Der Generalsekretär des UNO-Hilfswerks für Palästina-Flüchtlinge (UNRWA), Philippe Lazzarini, sagte in Paris, dass dringender Bedarf an sinnvoller, kontinuierlicher humanitärer Hilfe für den Gazastreifen bestehe, dazu gehöre auch die Lieferung von Treibstoff. Die über den ägyptisch-palästinensischen Grenzübergang Rafah eingehende Hilfe für die Zivilbevölkerung sei unzureichend. Alle Übergänge in den Gazastreifen müssten geöffnet werden, forderte Lazzarini. Die UNRWA fürchte auch ein Übergreifen der Eskalation auf das Westjordanland – „das Westjordanland kocht“, so Lazzarini.

Die Präsidentin des Internationalen Komitees vom Roten Kreuz (IKRK), Mirjana Spoljaric Egger, rief die internationale Gemeinschaft auf, in Gaza Menschenleben zu retten und humanitäre Hilfe möglich zu machen. Es drohe eine humanitäre Katastrophe. Die Organisation Ärzte ohne Grenzen äußerte sich kritisch zu den bestehenden Sicherheitszonen im Süden des Gazastreifens. Das seien „Fake-Zonen“, sagte die Vorsitzende der Hilfsorganisation, Isabell Defourny.

Paris: Hilfskonferenz für Gazastreifen

Vertreterinnen und Vertreter von rund 80 Staaten und Organisationen haben sich in Paris getroffen, um die Unterstützung für den Gazastreifen zu koordinieren. 1,2 Milliarden Euro werden laut UNO für die Hilfe benötigt.

Palästinenser fordern Schutz

Der Ministerpräsident der Palästinensischen Autonomiebehörde, Mohammed Schtajjeh, forderte internationalen Schutz für die palästinensische Bevölkerung. „Das Leid der Palästinenser hat nicht am 7. Oktober begonnen“, so Schtajjeh.

Teilnehmer der Konferenz sind unter anderem Ägypten, Jordanien und die arabischen Golfstaaten sowie westliche Staaten und G-20-Mitglieder mit Ausnahme Russlands. Allerdings sind nur wenige Staats- und Regierungschefs oder Außenminister dort. Internationale Institutionen und im Gazastreifen tätige Nichtregierungsorganisationen (NGO) schickten ebenfalls Vertreter. Israel war zu dem Treffen nicht eingeladen, wird nach französischen Angaben aber über die Entwicklungen auf dem Laufenden gehalten.
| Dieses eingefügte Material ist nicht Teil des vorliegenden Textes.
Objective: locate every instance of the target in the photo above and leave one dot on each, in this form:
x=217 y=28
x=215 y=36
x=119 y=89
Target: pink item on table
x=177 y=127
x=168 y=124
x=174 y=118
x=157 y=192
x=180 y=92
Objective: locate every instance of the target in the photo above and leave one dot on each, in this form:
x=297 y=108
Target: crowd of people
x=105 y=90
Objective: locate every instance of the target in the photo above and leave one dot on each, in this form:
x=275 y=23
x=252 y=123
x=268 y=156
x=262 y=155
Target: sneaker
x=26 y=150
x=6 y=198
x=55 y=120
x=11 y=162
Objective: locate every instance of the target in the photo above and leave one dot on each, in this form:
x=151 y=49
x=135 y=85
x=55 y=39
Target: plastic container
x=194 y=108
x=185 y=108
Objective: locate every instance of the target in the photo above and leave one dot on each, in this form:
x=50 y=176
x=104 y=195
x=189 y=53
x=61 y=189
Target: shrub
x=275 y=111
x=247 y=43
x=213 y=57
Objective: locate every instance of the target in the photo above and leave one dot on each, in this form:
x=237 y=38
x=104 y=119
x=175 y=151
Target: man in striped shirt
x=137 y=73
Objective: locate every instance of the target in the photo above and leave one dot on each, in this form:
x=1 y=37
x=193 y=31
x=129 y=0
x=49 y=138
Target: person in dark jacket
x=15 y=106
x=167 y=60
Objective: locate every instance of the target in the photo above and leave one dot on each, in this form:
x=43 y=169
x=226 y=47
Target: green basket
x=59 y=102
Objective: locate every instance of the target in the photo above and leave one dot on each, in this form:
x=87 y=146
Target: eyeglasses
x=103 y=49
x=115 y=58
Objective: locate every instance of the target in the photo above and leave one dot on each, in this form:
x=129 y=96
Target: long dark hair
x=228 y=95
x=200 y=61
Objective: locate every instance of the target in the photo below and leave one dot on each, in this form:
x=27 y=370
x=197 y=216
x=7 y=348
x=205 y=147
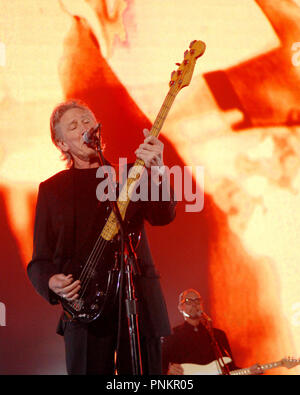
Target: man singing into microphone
x=68 y=216
x=197 y=342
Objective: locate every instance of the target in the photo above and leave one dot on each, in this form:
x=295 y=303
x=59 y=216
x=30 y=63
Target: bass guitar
x=99 y=273
x=213 y=367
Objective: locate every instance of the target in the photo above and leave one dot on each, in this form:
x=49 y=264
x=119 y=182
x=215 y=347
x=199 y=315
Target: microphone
x=89 y=136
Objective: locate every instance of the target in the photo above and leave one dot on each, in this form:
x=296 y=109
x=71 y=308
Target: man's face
x=191 y=304
x=72 y=126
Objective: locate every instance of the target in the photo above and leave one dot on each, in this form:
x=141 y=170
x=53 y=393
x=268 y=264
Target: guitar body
x=99 y=272
x=211 y=369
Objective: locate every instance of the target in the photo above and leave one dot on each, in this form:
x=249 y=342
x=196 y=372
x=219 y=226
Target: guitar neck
x=264 y=367
x=111 y=227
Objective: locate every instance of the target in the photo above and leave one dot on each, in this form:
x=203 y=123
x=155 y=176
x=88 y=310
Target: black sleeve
x=41 y=267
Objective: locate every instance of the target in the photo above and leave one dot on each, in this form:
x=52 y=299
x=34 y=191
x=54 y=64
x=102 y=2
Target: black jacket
x=54 y=243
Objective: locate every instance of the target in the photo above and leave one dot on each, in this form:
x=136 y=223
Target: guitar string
x=98 y=249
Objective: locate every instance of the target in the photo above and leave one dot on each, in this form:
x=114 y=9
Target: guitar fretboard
x=111 y=227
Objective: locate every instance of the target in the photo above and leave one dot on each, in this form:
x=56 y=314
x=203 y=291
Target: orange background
x=239 y=118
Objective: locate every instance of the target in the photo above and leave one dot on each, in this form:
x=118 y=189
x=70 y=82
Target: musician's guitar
x=214 y=369
x=99 y=272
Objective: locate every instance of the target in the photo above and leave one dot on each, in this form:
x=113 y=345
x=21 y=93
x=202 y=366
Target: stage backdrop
x=239 y=118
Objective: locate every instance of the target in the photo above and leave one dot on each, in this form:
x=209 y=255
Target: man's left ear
x=63 y=146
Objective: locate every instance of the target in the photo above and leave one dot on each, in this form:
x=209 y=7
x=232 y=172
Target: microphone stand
x=217 y=351
x=129 y=259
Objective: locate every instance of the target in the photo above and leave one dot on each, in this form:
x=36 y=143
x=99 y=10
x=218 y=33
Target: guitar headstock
x=290 y=362
x=183 y=75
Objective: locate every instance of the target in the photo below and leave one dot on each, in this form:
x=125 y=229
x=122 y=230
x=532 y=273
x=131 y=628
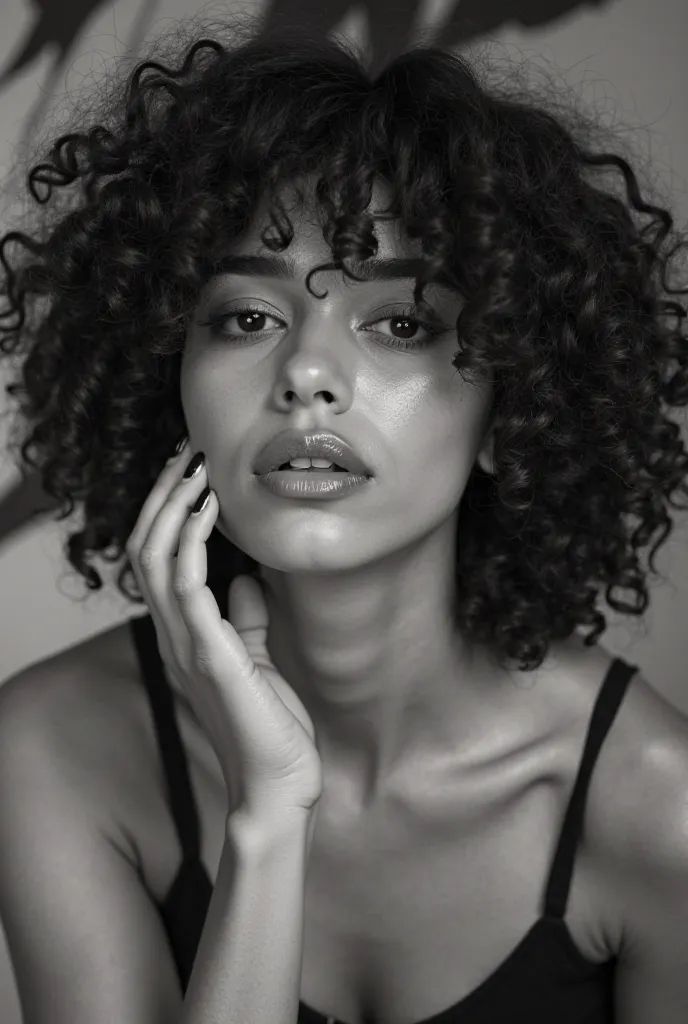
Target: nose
x=309 y=376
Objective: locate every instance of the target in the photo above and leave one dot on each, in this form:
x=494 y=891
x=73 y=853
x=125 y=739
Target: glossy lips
x=296 y=444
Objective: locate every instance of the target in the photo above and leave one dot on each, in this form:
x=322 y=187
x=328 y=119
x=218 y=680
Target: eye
x=404 y=321
x=251 y=316
x=253 y=321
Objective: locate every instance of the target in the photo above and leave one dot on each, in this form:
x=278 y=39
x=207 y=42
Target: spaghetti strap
x=175 y=765
x=608 y=701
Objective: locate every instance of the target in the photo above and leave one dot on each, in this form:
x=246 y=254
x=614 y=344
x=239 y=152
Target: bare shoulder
x=635 y=812
x=83 y=710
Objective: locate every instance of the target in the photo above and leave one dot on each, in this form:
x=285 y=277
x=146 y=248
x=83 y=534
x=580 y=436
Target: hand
x=261 y=733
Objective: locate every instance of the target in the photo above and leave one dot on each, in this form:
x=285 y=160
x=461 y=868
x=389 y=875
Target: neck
x=375 y=657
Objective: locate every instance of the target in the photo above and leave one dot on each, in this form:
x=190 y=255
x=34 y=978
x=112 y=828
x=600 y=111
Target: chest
x=398 y=930
x=411 y=908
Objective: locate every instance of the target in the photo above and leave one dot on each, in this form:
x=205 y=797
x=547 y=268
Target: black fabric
x=543 y=980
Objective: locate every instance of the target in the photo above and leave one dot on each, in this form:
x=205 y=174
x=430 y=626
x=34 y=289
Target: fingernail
x=180 y=446
x=194 y=466
x=202 y=501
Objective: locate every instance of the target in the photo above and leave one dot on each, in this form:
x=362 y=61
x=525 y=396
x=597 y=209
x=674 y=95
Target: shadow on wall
x=390 y=27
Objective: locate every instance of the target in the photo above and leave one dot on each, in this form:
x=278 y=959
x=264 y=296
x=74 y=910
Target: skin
x=358 y=591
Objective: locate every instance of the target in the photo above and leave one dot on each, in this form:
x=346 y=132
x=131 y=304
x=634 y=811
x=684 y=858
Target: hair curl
x=563 y=312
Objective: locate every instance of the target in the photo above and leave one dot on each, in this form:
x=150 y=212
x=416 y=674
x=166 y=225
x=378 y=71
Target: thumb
x=248 y=613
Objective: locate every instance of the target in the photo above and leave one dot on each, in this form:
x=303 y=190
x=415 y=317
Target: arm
x=652 y=864
x=85 y=938
x=248 y=968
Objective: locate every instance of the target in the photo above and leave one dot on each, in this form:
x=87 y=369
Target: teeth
x=307 y=463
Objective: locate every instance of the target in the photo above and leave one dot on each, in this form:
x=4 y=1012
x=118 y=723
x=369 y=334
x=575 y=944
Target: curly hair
x=563 y=312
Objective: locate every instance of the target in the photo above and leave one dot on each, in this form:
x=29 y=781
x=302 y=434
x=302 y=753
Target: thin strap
x=608 y=701
x=177 y=779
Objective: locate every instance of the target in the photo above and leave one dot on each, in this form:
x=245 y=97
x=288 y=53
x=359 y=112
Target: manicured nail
x=202 y=501
x=194 y=466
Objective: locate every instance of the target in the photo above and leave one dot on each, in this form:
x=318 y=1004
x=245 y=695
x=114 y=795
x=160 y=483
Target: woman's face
x=343 y=364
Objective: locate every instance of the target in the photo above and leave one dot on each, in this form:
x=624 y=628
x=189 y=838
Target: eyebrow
x=285 y=268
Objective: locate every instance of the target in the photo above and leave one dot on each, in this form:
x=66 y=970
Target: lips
x=296 y=444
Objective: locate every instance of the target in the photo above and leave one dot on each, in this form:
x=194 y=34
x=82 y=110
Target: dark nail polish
x=194 y=466
x=202 y=501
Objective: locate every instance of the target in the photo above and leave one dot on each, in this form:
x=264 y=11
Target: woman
x=381 y=777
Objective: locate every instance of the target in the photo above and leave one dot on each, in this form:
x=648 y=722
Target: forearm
x=248 y=966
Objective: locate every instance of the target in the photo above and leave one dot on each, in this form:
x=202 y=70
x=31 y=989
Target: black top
x=545 y=978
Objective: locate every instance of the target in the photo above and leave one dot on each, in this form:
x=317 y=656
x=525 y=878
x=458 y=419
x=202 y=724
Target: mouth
x=288 y=468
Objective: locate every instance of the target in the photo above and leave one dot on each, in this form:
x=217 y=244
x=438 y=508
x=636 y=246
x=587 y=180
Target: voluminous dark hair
x=563 y=286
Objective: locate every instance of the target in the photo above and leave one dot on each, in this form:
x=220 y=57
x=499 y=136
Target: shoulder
x=80 y=713
x=635 y=815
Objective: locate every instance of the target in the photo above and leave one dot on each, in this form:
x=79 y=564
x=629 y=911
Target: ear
x=485 y=455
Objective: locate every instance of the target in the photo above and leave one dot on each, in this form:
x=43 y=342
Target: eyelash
x=434 y=329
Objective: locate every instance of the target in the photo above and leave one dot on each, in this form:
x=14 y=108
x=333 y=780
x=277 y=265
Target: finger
x=249 y=614
x=159 y=494
x=166 y=512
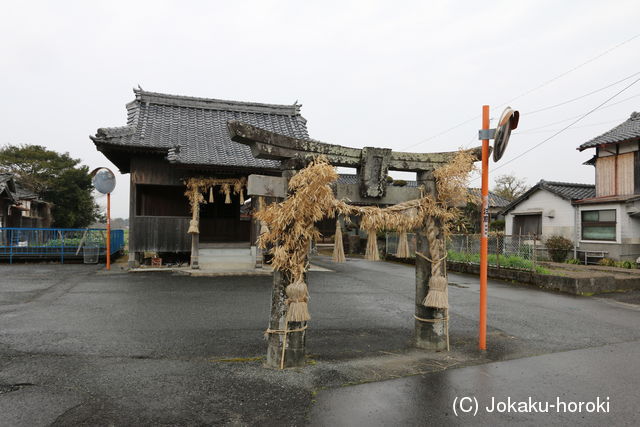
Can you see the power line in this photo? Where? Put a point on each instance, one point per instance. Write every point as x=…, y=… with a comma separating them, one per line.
x=527, y=92
x=529, y=132
x=574, y=117
x=563, y=129
x=573, y=69
x=581, y=96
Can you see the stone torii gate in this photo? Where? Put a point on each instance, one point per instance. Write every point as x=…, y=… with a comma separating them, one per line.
x=372, y=165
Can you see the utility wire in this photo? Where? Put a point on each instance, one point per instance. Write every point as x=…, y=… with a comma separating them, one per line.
x=581, y=96
x=529, y=132
x=563, y=129
x=575, y=117
x=525, y=93
x=573, y=69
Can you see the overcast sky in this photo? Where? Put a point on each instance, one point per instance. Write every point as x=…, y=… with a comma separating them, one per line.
x=389, y=74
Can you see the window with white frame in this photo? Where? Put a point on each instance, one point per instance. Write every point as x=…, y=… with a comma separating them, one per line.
x=599, y=224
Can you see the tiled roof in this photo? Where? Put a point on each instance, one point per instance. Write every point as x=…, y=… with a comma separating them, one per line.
x=627, y=131
x=567, y=190
x=193, y=131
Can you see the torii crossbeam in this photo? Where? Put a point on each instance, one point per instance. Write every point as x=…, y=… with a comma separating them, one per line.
x=372, y=165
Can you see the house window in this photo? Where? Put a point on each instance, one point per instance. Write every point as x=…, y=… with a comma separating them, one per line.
x=527, y=224
x=599, y=225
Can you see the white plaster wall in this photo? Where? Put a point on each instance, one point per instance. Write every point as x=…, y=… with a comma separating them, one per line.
x=561, y=223
x=627, y=228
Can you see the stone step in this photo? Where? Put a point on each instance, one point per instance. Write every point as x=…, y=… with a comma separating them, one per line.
x=225, y=252
x=234, y=265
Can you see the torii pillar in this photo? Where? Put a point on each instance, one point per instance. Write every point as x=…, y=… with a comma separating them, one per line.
x=373, y=165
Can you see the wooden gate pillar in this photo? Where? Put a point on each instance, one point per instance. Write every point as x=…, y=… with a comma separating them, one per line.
x=430, y=323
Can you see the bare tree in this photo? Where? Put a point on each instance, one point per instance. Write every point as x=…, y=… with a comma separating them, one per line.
x=510, y=187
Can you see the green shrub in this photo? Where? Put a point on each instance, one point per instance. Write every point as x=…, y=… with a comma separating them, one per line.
x=607, y=262
x=625, y=264
x=497, y=225
x=558, y=248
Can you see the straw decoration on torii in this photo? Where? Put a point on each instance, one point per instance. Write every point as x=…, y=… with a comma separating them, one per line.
x=291, y=224
x=202, y=190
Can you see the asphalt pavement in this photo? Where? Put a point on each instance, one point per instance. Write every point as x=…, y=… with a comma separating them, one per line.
x=82, y=346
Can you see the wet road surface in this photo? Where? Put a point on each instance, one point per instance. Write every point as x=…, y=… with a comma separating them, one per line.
x=78, y=346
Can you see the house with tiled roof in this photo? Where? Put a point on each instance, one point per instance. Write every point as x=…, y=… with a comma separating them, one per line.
x=168, y=139
x=603, y=218
x=610, y=219
x=547, y=208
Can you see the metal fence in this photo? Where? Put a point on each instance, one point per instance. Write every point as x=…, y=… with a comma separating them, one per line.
x=55, y=243
x=503, y=249
x=528, y=247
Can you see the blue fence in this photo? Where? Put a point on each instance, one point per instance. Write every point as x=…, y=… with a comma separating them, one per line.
x=56, y=243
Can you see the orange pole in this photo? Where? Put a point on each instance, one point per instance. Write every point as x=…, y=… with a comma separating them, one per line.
x=484, y=231
x=108, y=231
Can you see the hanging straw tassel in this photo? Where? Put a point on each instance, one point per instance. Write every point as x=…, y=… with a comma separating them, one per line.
x=193, y=227
x=338, y=248
x=226, y=189
x=438, y=295
x=297, y=297
x=372, y=247
x=403, y=246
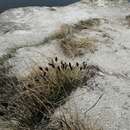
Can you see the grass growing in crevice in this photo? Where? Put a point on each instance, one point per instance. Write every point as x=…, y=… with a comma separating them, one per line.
x=37, y=96
x=71, y=122
x=73, y=47
x=8, y=83
x=87, y=24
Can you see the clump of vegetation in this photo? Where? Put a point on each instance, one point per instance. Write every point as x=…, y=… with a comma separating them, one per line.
x=87, y=24
x=37, y=96
x=74, y=47
x=71, y=123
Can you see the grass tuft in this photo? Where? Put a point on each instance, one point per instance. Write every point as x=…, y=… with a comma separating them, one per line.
x=74, y=47
x=36, y=97
x=71, y=123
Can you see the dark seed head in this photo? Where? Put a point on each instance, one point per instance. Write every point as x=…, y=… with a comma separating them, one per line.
x=59, y=68
x=44, y=74
x=56, y=59
x=70, y=66
x=40, y=68
x=77, y=64
x=81, y=68
x=52, y=65
x=29, y=85
x=46, y=68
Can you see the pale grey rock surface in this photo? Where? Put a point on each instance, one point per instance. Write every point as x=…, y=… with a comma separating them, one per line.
x=23, y=32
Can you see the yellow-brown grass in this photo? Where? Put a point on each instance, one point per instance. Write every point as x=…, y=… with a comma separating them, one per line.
x=72, y=123
x=87, y=24
x=74, y=47
x=46, y=88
Beispielloser Terrorakt am 7. Oktober

Hamas-Kämpfer waren am 7. Oktober in den Süden Israels eingedrungen und überraschten mit ihrem Angriff Militär und Regierung Israels. Nach israelischen Angaben wurden bei dem Angriff rund 1.400 Menschen getötet und über 240 weitere von Hamas-Kämpfern als Geiseln genommen und in den Gazastreifen verschleppt. Israel hat darauf mit schweren und ununterbrochenen Luftangriffen auf den Gazastreifen reagiert und ist auch mit Bodentruppen eingerückt. Bei den israelischen Angriffen wurden nach palästinensischen Angaben mehr als 10.500 Menschen getötet, etwa 40 Prozent von ihnen Kinder.